Chula Vista resident Giovanna Huerta puts a swab up her nose for a COVID-19 test.
Matt Hoffman/KPBS
Chula Vista resident Giovanna Huerta puts a swab up her nose for a COVID-19 test.

Coronavirus cases have tripled in San Diego between May and June. The latest slew of cases have been dominated by newer omicron "subvariants," led by the "subvariant" known as BA.2.12.1. But newer versions are already starting to take hold across the country, which could complicate travel and other social activity during the summer season.

Dr. Eric Topol, director of the Scripps Research Translational Institute in La Jolla, joined KPBS Midday Edition to talk about what is known about the new variants taking hold in the community.

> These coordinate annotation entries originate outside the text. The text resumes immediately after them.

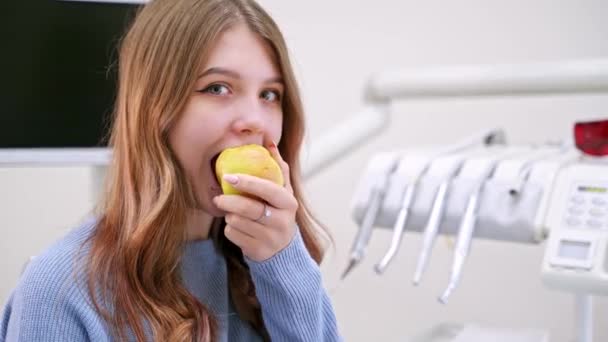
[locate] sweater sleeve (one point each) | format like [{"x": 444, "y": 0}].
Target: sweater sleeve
[
  {"x": 51, "y": 302},
  {"x": 295, "y": 306},
  {"x": 41, "y": 309}
]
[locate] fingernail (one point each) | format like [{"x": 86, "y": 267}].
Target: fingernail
[{"x": 232, "y": 179}]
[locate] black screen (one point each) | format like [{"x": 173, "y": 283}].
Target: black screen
[{"x": 59, "y": 64}]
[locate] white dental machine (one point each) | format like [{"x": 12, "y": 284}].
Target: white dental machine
[{"x": 483, "y": 188}]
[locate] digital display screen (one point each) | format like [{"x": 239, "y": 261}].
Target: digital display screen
[
  {"x": 578, "y": 250},
  {"x": 594, "y": 189}
]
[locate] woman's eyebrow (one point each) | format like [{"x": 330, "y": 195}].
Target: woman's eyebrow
[{"x": 235, "y": 75}]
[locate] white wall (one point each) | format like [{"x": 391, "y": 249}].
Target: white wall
[{"x": 336, "y": 45}]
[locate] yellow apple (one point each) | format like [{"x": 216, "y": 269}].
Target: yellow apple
[{"x": 250, "y": 159}]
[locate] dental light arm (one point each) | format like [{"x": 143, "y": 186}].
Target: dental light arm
[{"x": 563, "y": 77}]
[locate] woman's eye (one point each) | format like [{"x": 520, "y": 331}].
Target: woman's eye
[
  {"x": 216, "y": 89},
  {"x": 271, "y": 95}
]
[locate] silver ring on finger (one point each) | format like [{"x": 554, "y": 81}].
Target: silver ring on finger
[{"x": 265, "y": 213}]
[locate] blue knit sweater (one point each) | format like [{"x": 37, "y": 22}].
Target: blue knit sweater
[{"x": 51, "y": 303}]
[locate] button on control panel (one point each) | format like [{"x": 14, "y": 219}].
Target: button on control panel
[{"x": 587, "y": 208}]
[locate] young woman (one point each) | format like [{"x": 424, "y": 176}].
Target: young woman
[{"x": 168, "y": 257}]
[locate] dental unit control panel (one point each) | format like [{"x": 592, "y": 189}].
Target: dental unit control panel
[
  {"x": 524, "y": 194},
  {"x": 576, "y": 256}
]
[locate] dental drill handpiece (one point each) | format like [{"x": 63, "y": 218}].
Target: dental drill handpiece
[
  {"x": 487, "y": 137},
  {"x": 432, "y": 228},
  {"x": 463, "y": 243},
  {"x": 365, "y": 230},
  {"x": 398, "y": 229}
]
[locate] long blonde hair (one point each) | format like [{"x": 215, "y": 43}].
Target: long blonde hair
[{"x": 133, "y": 269}]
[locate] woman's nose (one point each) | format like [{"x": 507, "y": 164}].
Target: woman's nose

"We're in the midst of this countrywide omicron subvariant where the country's dominant variant is so-called BA.2.12.1, and we're transitioning to other variants called BA 4 and BA 5. So right now it's dynamic." Topol said. "The whole country has to brace for yet another one of these omicron, hyper-transmissible, very worrisome variants because they keep progressively challenging our immune response, even for people who have had multiple vaccine shots."


Even in the midst of the worrisome variants Topol said the scientific achievements that have come out of the pandemic are a reason to be optimistic. He said the mRNA technology used in coronavirus vaccines could ultimately lead to breakthroughs in other diseases like cancer, diabetes, and multiple sclerosis.

"We've learned how to deliver a genetic message safely and it's just a platform which is going to lead to dividends for decades to come. It's really fantastic," Topol said.